In medicine, students become doctors and go into a specialty, where they focus on one area or system of the human body. They know everything about it, backwards and forwards. And while they receive limited education on the other systems during medical school, this information is quickly forgotten or brushed aside. Nothing is more important than their specialty. However, they commonly miss rather simple diagnoses due to the fact that they discount the body's ability to function as a whole, the fact that it will ONLY function as a whole. For example, a femoral stress fracture is caused by running too much, it has nothing to do with the fact that the runner is malnourished and not receiving enough vitamins and minerals through their diet. Or in psychology, you are depressed because you have a Prozac deficiency, not because you eat fast food for 2 meals a day, don't exercise, and have an unstable family life. Or for the guys out there, you can't get it up?
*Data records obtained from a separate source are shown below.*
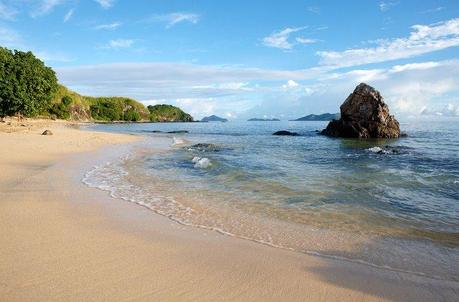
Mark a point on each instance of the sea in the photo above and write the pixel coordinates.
(391, 203)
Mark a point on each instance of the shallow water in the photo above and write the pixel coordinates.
(387, 203)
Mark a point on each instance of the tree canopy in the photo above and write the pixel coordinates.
(27, 86)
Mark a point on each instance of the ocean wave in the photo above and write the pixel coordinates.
(177, 141)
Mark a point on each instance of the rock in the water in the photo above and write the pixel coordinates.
(364, 115)
(285, 132)
(203, 147)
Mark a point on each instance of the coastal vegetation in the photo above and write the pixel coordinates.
(29, 88)
(168, 113)
(213, 118)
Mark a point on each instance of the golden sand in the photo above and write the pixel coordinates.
(63, 241)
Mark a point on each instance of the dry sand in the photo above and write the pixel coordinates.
(63, 241)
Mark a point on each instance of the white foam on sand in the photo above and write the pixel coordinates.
(177, 141)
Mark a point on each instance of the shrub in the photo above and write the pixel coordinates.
(27, 86)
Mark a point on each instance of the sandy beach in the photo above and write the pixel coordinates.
(63, 241)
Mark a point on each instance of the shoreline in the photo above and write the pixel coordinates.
(66, 241)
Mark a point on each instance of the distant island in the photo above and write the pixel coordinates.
(319, 117)
(263, 120)
(32, 90)
(213, 118)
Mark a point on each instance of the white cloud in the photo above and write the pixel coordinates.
(280, 39)
(119, 43)
(175, 18)
(248, 91)
(290, 84)
(10, 38)
(433, 10)
(6, 12)
(423, 39)
(384, 6)
(109, 26)
(313, 9)
(106, 4)
(301, 40)
(69, 15)
(45, 7)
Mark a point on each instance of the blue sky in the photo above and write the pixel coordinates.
(242, 59)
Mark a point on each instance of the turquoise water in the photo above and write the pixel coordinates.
(387, 203)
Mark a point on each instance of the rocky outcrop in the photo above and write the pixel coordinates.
(285, 133)
(364, 115)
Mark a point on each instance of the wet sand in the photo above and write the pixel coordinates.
(63, 241)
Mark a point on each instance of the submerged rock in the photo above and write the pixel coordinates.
(203, 147)
(285, 133)
(201, 162)
(364, 115)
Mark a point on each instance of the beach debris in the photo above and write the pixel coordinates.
(285, 133)
(364, 115)
(201, 162)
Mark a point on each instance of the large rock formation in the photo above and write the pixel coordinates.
(364, 115)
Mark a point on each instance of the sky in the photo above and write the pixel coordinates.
(241, 59)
That's normal, what would we ever do without Viagra? Just pop this pill, line some fatcats' pockets, and continue with your lifestyle the way it has been, there can't be anything wrong with the way you live and treat your body that could be causing your problems. Hell, you could have a tumor sitting in your pituitary gland or hypothalamus and you'd never know it unless you forcibly demand extensive testing and MRI. This is another topic I'll rant on later. Gotta stay on track.
Well, the academic world functions in a similar way. Just focus on your field, put your head down and work in your lab til it's time to retire. It's comfortable, pretty mundane, but yeah, comfortable. You get respect, decent pay, and if you get to the head of your field you can even travel around and tell people all about the one thing you know everything about. You've made it yours. However, when it comes to the multitude of things you don't actually know anything about, you are just useless as the rest of us. And trust me, most problems in the world require an integrated approach to solve. Whatever happened to the Renaissance Man???
I will wrap up with one last thought: the dichotomy I am describing here is simply the difference between mediocre people and great people. Mediocre people are content with the comfortable. Why take a risk and potentially fail big when you can walk this way to a stable life with benefits. Sure you have to work 9 to 5 in a cubicle or a lab every day for someone else, but what's wrong with that. You flushed your dreams away years ago; they are a long forgotten memory of the naiivete of your youth. Dreams are for fools.
But great people are a different story. They are the ones who took the big risks and succeeded, but not without failing a thousand times first. I'm utterly convinced that adversity is the prerequisite to greatness. Without struggle no one can do anything worthwhile. Great people are the ones who took a step out of line; they checked out of the rat race. They did their own thing, followed their dreams. Do we not have these passions within us for a reason?